Mean treatment effectiveness ratings (95% CI), by condition and student status.

Figure 4: Mean treatment effectiveness ratings (95% CI), by condition and student status.

To analyze the ratings we used JASP (JASP Team, 2020) to conduct a 2 × 3 Bayesian ANOVA (Rouder et al., 2012). One advantage of the Bayesian approach is that it specifies how the relative probabilities of contrasting models change, given the observed data (e.g., Kass & Raftery, 1995; Wagenmakers et al., 2018). Also, unlike classical inferential statistics, Bayesian inference can quantify, in the form of a Bayes factor, the evidence for or against hypotheses. This allows researchers to specify, for example, the strength of the evidence in favor of the null hypothesis relative to the alternative hypothesis. In the current study, we used the guidelines in Kass & Raftery (1995) for interpreting the strength of Bayes factors. For example, we refer to Bayes factors near 1 as equivocal, indicating they provide little evidence for or against the alternative hypothesis relative to the null hypothesis. Bayes factors between 20 and 150 are labelled as strong evidence, while those greater than 150 are considered very strong evidence.

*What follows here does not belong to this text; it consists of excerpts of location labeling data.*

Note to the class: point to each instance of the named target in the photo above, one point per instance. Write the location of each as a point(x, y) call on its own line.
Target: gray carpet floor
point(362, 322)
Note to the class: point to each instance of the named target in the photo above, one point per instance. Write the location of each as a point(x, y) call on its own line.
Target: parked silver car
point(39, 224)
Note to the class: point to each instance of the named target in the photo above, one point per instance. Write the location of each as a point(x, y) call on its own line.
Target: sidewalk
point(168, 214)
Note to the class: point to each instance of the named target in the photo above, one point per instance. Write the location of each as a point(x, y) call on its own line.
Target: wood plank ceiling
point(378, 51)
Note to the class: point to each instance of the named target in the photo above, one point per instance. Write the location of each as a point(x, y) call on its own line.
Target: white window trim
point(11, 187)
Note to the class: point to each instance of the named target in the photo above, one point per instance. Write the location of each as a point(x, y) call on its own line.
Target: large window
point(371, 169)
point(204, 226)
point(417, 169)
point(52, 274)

To conduct the ANOVA we used the default prior settings in JASP. Table 2 shows the summary of model comparisons, in descending order of plausibility. The P(M) column shows that each of the five models was assigned a prior probability of .200. P(M—data) is the posterior model probability, that is, the probability after observing the data. The model with the highest posterior probability consists of both independent variables (treatment plausibility and results type) and their interaction. The Bayes factor for this model is BFM = 6.78, meaning that the posterior model odds increased by a factor of 6.78 over the prior model odds.

Table 2:
Models for therapy effectiveness ratings: prior probabilities, posterior probabilities, and Bayes factors.
Model P (M) P (M — data) BFM BF10
therapy type + results type + therapy type × results type .20 .63 6.78 1.00
Therapy type + Results type .20 .37 2.40 0.59
Results type .20 1.40  × 10−5 5.58  × 10−5 2.22  × 10−5
Therapy type .20 1. 08 × 10−7 4. 31 × 10−7 1. 71 × 10−7
Null model .20 8.50  × 10−12 3.40  × 10−11 1.35  × 10−11
DOI: 10.7717/peerj.12532/table-2

Table 3 summarizes the model-averaged results. The P(incl) column lists the prior probability for all models that include the effect. The P(incl—data) column lists the posterior probability for all models that include the effect. The inclusion Bayes factor (BFincl) quantifies the amount of evidence for including the effect in the model, and represents the degree to which the posterior model odds change from the prior odds in light of the data.

Table 3:
Prior probabilities, posterior probabilities, and inclusion Bayes factors for each effect on therapy effectiveness ratings.
Effects P (incl) P (incl — data) BFincl
Therapy type .60 >.99 4.78  × 104
Results type .60 >.99 6.19  × 106
Therapy type × Results type .20 .63 6.78
DOI: 10.7717/peerj.12532/table-3

The inclusion Bayes factors are very large for therapy type (47,782) and results type (6,191,000). They indicate the observed data are much more likely to occur under a model that includes those factors, relative to models that omit them. In contrast, the evidence is much weaker for including the Therapy Type × Results Type interaction (BFincl = 6.78). In sum, this analysis reveals very strong evidence in favor of a model that includes both therapy type and results type, but support for inclusion of the interaction effect is relatively modest.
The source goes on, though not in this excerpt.